HEV mengekspresikan sejumlah besar molekul adhesi. Seperti sel endotel
vascular lainnya, HEV mengekspresikan CAM family selektin (selektin E dan P),
family musin (GlyCAM-1 dan CD34) dan superfamily immunoglobulin (ICAM-1,
ICAM-2. ICAM-3, VCAM-1 dan MAdCAM-1) beberapa molekul adhesi disebut
adresin vascular, oleh karena berperan dalam mengarahkan ekstravasasi berbagai
populasi limfosit dalam resirkulasi ke organ limfoid khusus.
Pada keadaan normal terjadi lintas arus limfosit aktif terus menerus melalui
kelenjar getah bening, tetapi bila ada antigen masuk, arus limfosit dalam kelenjar
getah bening akan berhenti sementara.
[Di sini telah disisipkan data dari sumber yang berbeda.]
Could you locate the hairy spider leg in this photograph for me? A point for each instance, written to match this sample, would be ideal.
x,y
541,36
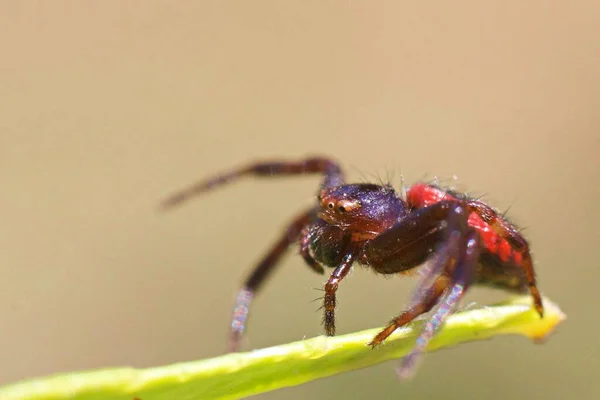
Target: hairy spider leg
x,y
518,243
451,213
430,270
331,287
491,226
463,275
259,275
330,169
305,251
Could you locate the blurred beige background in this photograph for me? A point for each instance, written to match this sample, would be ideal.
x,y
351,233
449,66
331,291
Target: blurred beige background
x,y
106,107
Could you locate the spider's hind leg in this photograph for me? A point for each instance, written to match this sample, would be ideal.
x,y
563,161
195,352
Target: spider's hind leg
x,y
462,276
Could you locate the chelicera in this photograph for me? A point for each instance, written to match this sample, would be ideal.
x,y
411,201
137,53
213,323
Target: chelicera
x,y
457,241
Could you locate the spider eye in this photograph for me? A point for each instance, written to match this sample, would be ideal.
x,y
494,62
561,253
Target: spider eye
x,y
349,205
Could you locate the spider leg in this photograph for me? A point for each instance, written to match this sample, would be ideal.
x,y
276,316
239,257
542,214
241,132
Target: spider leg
x,y
305,252
429,297
516,240
331,287
463,275
430,270
330,169
403,246
259,275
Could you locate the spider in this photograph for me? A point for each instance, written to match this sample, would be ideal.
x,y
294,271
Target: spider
x,y
457,241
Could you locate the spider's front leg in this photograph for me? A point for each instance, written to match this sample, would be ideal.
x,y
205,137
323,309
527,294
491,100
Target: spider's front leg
x,y
262,271
331,287
332,176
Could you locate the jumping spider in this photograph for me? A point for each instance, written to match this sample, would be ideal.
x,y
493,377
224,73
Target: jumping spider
x,y
461,240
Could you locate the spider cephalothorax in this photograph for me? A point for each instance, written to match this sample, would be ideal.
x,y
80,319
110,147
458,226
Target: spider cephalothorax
x,y
463,240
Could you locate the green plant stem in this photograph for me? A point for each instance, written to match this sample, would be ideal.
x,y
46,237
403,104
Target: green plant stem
x,y
235,376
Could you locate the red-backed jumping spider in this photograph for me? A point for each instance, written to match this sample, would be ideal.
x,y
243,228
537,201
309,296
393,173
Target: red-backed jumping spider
x,y
461,240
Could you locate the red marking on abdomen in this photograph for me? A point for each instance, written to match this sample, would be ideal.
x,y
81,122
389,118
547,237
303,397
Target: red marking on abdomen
x,y
422,195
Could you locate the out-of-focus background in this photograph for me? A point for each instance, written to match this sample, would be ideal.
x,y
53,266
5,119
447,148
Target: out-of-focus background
x,y
107,107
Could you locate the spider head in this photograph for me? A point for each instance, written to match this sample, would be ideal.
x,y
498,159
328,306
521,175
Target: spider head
x,y
364,209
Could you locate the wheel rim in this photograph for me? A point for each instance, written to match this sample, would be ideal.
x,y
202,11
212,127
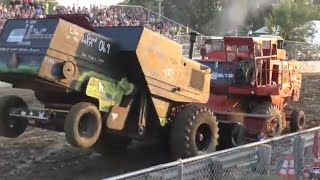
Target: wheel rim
x,y
87,125
203,137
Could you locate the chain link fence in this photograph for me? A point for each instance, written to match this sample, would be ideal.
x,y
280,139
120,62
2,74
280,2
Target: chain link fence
x,y
266,159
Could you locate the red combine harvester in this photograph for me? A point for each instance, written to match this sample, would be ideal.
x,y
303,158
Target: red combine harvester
x,y
252,82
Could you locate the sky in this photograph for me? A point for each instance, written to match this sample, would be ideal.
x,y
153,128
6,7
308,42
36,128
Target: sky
x,y
87,3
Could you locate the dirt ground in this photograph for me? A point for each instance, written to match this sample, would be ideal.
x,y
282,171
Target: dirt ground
x,y
41,154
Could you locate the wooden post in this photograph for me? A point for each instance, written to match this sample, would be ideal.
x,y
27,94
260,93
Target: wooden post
x,y
298,152
264,158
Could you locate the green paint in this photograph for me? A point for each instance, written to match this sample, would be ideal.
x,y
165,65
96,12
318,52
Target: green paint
x,y
163,121
109,93
25,69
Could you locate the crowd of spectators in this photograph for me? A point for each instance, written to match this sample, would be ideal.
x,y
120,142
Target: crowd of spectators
x,y
99,16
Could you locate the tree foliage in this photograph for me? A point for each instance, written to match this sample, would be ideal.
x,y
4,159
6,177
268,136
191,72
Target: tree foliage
x,y
213,16
294,18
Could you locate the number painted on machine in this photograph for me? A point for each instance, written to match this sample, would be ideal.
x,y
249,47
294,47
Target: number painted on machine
x,y
103,47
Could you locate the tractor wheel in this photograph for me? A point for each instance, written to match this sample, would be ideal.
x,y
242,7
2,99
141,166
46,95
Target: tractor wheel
x,y
109,144
83,125
194,132
297,120
274,125
10,126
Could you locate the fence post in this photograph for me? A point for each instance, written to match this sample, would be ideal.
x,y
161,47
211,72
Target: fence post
x,y
217,165
180,170
264,158
298,152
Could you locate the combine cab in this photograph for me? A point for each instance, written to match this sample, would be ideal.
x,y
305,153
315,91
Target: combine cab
x,y
251,84
104,87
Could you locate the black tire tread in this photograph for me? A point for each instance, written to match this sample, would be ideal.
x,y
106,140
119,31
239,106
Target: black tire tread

Sel yang antigen spesifik akan ditahan dalam
kelenjar getah bening. Dalam menghadapi antigen tersebut, kelenjar dapat
membengkak seperti yang sering ditemukan pada infeksi. Hal tersebut merupakan hal
yang esensial untuk respons imun yang efektif terhadap antigen asing.
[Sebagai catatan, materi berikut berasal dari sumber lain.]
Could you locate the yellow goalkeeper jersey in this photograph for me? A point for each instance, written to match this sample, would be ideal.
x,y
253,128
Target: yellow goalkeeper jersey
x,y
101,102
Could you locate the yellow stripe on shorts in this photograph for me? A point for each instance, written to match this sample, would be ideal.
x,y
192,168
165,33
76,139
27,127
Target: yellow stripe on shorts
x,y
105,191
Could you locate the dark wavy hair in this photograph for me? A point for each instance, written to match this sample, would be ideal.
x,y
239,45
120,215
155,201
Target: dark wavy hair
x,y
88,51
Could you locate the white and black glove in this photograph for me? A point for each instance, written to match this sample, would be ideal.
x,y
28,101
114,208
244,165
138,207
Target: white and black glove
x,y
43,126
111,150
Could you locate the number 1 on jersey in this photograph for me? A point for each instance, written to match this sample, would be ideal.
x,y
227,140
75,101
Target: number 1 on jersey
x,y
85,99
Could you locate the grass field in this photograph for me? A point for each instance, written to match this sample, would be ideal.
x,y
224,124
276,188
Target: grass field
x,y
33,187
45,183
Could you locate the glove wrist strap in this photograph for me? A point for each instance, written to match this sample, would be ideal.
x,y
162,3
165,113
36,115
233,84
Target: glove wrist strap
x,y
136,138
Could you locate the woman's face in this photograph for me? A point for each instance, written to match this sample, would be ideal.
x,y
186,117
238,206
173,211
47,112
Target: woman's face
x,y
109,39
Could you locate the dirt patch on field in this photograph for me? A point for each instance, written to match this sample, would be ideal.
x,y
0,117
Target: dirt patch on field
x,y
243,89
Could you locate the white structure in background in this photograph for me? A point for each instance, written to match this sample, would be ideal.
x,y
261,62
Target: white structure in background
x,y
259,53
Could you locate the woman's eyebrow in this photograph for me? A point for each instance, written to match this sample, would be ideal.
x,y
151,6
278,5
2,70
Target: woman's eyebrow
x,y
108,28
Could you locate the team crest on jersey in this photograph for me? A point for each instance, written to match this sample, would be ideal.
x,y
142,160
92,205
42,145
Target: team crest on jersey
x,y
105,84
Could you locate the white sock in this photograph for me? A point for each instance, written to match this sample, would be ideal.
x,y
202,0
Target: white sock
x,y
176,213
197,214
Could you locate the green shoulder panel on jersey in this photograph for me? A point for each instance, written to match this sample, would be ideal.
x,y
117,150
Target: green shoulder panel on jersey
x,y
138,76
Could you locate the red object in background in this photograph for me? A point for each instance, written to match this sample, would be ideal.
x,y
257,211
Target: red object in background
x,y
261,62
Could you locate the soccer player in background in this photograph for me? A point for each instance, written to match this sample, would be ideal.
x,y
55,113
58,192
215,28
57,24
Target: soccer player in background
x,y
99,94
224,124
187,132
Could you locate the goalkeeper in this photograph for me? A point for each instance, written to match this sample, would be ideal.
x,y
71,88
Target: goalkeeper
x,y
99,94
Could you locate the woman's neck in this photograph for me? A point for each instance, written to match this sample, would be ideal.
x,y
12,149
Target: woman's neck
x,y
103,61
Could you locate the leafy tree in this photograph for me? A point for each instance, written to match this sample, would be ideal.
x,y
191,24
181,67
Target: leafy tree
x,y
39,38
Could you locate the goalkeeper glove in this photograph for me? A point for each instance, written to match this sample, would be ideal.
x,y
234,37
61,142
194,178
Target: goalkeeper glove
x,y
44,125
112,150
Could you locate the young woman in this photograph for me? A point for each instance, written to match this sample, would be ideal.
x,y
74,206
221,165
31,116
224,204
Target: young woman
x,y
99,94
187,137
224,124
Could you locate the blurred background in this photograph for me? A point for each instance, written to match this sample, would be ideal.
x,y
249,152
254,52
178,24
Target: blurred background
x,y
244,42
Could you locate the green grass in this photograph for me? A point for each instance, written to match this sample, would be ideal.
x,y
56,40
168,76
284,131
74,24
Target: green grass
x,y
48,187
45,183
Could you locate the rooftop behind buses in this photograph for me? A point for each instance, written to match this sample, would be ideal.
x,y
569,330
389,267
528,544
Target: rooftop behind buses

Limfosit cenderung berimigrasi ke tempat-tempat yang selektif. Homing
mukosa adalah kembalinya sel limfoid reaktif imunologis ke asalnya di folikel
mukosa. Hal tersebut terjadi melalui ikatan antara molekul adhesi dan kemokin,
reseptor yang mengarahkan berbagai populasi limfosit ke jaringan limfoid khusus
atau inflamasi yang disebut dengan reseptor homing. L-selektin atau CD62L adalah
molekul pada permukaan limfosit yang berperan pada homing limfosit. Adresin
mukosa adalah salah satu adresin yang mengikat integrin pada sel T yang memilih
homing di saluran cerna. Reseptor pada permukaan limfosit tersebut akan
memberikan arah dan tujuan kembali ke plak peyer. Limfosit yang awalnya
disensitasi oleh antigen di plak peyer akan diaktifkan dan memproduksi sel memori
yang akan berimigrasi kembali ke tempat yang semula mensensitasinya.

TATA LAKSANA
Penatalaksanaan limfadenitis TB secara umum dibagi menjadi dua bagian, yakni
secara farmakologis dan non farmakologis. Terapi non farmakologis adalah dengan
pembedahan, sedangkan terapi farmakologis memiliki prinsip dan regimen obatnya yang
sama dengan tuberkulosis paru.
a) Terapi Non Farmakologis
Pembedahan bukan pilihan terapi yang utama. Prosedur pembedahan yang
dapat dilakukan adalah dengan:
a. Biopsi eksisional : Limfadenitis yang disebabkan oleh karena atypical
mycobacteria
b. Aspirasi
c. Insisi dan drainase
b) Terapi Farmakologis
Perhimpunan Dokter Paru Indonesia (PDPI) (2011) mengklasifikasikan
limfadenitis TB ke dalam TB ekstra paru dan mendapat terapi Obat Anti
Tuberkulosis (OAT) Kategori I. Obat yang digunakan adalah Rifampisin,
Isoniazid, Pirazinamid, dan Etambutol.

KOMPLIKASI DAN PROGNOSIS


Prognosis untuk pemulihan adalah baik jika segera diobati dengan pengobatan yang
tepat. Dalam kebanyakan kasus, infeksi dapat dikendalikan dalam tiga atau empat hari.
Namun, dalam beberapa kasus mungkin diperlukan waktu beberapa minggu atau bulan
untuk pembengkakan menghilang, panjang pemulihan tergantung pada penyebab infeksi.
Pengobatan yang tidak tuntas dapat menyebabkan resistensi dan septikemia.